[ntp:questions] How to measure the quality of NTP server

Brian Inglis Brian.Inglis at SystematicSw.ab.ca
Wed Feb 17 18:14:10 UTC 2016


On 2016-02-16 06:54, Natalie Abravanel wrote:
> Before synching to a server, I would like to define some criteria for a good NTP source.

Before doing that you should come up with some timing accuracy requirements:
for us (microseconds) you need a local (GPS) reference clock; for ms you need
a reference clock on your LAN; for tens of ms, you need sources nearby on your
WAN; for less stringent needs, you can use your country pool CC.pool.ntp.org.

If you want reliability, you probably need 5 sources in different locations.
Most problems are caused by your or their ISPs networks.

Run ntpd against possible sources and log peerstats.
You appear (below) to have 10 sources configured (tc=10).

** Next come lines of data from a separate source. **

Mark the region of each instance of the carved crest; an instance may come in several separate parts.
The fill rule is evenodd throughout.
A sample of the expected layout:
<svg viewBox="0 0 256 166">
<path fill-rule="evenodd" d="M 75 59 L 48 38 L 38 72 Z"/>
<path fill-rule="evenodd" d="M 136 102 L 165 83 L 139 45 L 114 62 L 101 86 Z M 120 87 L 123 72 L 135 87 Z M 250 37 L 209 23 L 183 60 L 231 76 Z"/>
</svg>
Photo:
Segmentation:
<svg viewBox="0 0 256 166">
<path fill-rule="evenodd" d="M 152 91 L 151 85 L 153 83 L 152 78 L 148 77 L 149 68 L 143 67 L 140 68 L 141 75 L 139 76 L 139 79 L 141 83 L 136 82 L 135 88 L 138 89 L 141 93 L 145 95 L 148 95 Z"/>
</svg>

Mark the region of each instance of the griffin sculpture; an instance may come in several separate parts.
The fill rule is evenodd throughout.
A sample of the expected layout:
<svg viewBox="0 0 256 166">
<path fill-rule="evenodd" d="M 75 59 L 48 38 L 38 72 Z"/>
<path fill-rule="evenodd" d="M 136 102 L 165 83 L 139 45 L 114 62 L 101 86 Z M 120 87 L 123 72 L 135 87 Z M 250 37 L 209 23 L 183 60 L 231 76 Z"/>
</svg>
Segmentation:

For each source, average the peerstats status second character value,
representing the select code, and shown as the tally code in the
first character of each line in ntpq -p.
(Strictly only the bottom three bits are select code, but the
top bit will never be set if you do not use broadcast modes.)
For each 5 (backup - tally #) seen, count it as 3.5, as it should
be between 4 (candidate - tally +) and 3 (outlyer - tally -).

Those averages will give you a measure of usefulness of those peers
to your server.
Near 6 (sys.peer - tally *) means it was nearly always selected
as the most accurate timing source.
Near 4 (candidate - tally +) means it was nearly always
a candidate source whose time was included in the solution.
Near 3 or less than means it was nearly always never used.

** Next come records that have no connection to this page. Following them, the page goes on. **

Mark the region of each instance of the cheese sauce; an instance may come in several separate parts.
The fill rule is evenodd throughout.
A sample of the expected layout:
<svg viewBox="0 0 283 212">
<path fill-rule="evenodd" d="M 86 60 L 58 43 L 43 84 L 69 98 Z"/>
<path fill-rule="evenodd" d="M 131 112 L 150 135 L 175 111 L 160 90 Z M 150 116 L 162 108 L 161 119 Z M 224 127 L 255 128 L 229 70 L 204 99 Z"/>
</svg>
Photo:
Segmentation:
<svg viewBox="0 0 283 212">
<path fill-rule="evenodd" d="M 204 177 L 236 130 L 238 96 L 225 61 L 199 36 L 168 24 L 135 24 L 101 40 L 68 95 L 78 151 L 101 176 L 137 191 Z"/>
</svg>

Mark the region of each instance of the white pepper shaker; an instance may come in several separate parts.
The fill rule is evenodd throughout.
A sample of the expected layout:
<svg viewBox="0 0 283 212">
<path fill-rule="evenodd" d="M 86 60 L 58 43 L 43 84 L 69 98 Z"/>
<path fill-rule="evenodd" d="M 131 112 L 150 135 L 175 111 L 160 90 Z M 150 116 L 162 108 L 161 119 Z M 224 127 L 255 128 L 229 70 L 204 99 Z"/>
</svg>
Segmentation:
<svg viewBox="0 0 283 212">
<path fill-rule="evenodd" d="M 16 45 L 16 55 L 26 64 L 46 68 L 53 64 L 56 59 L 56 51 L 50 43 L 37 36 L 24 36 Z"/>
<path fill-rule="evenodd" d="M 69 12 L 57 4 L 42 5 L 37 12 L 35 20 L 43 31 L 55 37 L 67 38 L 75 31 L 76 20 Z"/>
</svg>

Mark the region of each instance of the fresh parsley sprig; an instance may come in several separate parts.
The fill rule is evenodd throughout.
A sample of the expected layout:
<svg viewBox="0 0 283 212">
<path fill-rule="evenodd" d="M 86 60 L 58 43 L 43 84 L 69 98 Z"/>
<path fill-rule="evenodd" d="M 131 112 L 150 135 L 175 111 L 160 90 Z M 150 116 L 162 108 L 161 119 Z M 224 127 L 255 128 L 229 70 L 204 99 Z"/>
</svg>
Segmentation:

You could also plot those (adjusted) status values by peer against time,
to see which are good candidates for your sources.
You could also convert those statuses to tally codes for plotting by peer
against time, to get a visual indication of what ntpq -p would have shown.

You can then select the peerstats values for each source with the highest
averages, and plot those against time to see which are most consistent
and have the best stats.

Lowest delay and lowest offset with highest status and lowest variation
are your best bets: delay < 100 ms normally provides better time, as
the network path is shorter; offset and jitter should be in single
digit ms or lower.

> If I query ntp server:
>
> ntpq> associations
>
> ind assid status  conf reach auth condition  last_event cnt
> ===========================================================
>    1 36430  961a   yes   yes  none  sys.peer    sys_peer  1
> ntpq> rv
> associd=0 status=0618 leap_none, sync_ntp, 1 event, no_sys_peer,
> version="ntpd 4.2.6p5 at 1.2349-o Mon Jan 25 14:08:27 UTC 2016 (1)",
> processor="x86_64", system="Linux/2.6.32-431.el6.x86_64", leap=00,
> stratum=3, precision=-24, rootdelay=183.660, rootdisp=63.268,
> refid=109.226.40.40,
> reftime=da6da105.8ad1ef23  Tue, Feb 16 2016 15:22:13.542,
> clock=da6da4db.d53c285b  Tue, Feb 16 2016 15:38:35.832, peer=36430,
> tc=10, mintc=3, offset=0.584, frequency=-17.995, sys_jitter=0.000,
> clk_jitter=0.472, clk_wander=0.106
> ntpq>

Read the online docs at docs.ntp.org for definitions of these system variables.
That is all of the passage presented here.